The blast radius column and the failure behavior column are the two columns that vendor documentation never highlights. They are also the two columns that determine the operational consequence of every failure event the network will experience over its lifetime.

The SDN overlay failure behavior deserves specific attention: it fails abruptly with wide impact when the controller fails. This is the architectural consequence of centralizing the control plane — the operational simplicity gain is real and significant, but the single controller failure domain is equally real. An SDN controller failure does not degrade the network gradually. It stops the distribution of policy and routing decisions across the entire overlay simultaneously. Traffic continues on existing flow table entries until those entries expire or a topology change requires new ones. At that point, the network’s ability to forward correctly depends entirely on how quickly the controller can be restored. The Sovereign Networking & Control Plane Isolation page covers the specific design patterns for controller redundancy and failure domain containment in SDN environments.

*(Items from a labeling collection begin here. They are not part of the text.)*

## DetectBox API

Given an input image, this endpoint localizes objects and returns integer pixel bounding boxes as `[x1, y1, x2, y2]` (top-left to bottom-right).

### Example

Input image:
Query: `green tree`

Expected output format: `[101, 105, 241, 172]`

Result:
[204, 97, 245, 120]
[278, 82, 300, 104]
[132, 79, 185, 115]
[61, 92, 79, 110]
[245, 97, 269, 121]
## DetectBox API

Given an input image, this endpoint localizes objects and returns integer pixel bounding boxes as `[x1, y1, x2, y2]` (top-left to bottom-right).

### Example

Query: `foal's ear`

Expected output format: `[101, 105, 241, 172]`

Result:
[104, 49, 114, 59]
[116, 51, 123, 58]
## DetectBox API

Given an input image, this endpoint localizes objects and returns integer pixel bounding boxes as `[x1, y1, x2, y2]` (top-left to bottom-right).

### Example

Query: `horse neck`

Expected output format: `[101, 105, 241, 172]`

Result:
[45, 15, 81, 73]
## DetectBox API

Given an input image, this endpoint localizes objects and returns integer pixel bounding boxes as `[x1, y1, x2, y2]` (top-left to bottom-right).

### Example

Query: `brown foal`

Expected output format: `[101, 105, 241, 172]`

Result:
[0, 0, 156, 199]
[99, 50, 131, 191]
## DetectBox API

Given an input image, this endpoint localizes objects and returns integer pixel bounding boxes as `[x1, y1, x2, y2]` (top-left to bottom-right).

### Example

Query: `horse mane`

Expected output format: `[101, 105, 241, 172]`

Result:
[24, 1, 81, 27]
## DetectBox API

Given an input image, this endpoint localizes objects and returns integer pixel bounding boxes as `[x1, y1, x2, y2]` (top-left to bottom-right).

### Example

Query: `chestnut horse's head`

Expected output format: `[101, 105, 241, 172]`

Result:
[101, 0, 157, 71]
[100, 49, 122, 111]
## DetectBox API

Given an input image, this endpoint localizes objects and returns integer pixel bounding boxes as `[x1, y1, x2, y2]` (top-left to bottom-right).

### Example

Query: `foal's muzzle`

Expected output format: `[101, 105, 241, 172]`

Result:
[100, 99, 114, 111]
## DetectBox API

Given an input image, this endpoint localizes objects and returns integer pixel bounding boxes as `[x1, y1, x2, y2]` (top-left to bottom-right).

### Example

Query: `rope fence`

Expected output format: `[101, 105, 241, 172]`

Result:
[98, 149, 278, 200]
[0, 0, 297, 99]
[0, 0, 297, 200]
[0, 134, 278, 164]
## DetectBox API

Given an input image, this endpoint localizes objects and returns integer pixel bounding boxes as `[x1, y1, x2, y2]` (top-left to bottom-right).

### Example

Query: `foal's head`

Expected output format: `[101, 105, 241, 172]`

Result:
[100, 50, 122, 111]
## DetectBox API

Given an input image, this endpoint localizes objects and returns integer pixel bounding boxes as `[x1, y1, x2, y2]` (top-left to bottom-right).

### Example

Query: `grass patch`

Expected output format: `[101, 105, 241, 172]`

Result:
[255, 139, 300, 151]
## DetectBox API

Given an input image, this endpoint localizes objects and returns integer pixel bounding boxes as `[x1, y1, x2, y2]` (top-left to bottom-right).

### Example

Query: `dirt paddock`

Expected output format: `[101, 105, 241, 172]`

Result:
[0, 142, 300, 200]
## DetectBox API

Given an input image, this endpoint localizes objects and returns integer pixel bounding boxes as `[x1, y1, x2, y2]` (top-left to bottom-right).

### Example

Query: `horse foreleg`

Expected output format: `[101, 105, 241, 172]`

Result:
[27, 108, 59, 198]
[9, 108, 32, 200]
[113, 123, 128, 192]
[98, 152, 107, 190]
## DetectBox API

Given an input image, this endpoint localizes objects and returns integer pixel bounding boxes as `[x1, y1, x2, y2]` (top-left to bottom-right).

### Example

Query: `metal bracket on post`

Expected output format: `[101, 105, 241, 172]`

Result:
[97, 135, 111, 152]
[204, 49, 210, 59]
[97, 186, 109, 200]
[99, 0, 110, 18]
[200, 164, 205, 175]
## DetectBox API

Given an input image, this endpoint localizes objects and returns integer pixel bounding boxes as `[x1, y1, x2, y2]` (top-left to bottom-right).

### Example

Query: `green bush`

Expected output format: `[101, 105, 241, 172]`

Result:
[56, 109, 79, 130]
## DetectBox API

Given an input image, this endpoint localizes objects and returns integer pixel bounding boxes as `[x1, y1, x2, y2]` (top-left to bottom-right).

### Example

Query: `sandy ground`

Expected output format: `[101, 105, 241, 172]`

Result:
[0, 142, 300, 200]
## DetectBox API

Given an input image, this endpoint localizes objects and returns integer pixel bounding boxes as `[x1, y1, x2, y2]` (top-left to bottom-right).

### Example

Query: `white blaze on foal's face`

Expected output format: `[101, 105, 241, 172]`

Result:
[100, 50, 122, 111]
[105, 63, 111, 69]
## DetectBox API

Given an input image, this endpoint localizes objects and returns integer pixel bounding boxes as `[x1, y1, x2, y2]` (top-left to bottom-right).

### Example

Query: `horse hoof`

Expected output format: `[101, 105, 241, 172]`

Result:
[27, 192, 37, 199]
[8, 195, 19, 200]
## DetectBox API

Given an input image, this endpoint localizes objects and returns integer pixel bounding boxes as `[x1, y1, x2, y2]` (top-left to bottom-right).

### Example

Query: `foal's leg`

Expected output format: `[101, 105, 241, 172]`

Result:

The cloud-native VPC failure behavior — fails opaquely — is the failure mode that catches hybrid architecture teams by surprise. The VPC control plane is not yours. It is a provider-managed API surface. When that API surface is degraded, when provider routing is behaving unexpectedly, or when a provider-side failure is affecting VPC connectivity, the operator has no visibility into the control plane state and no ability to modify it. The network fails in ways that produce no meaningful diagnostic signal on the operator’s side — the failure is in a system the operator cannot inspect. For teams that have modeled their network architecture against the assumption of control plane visibility, this is the assumption that breaks first.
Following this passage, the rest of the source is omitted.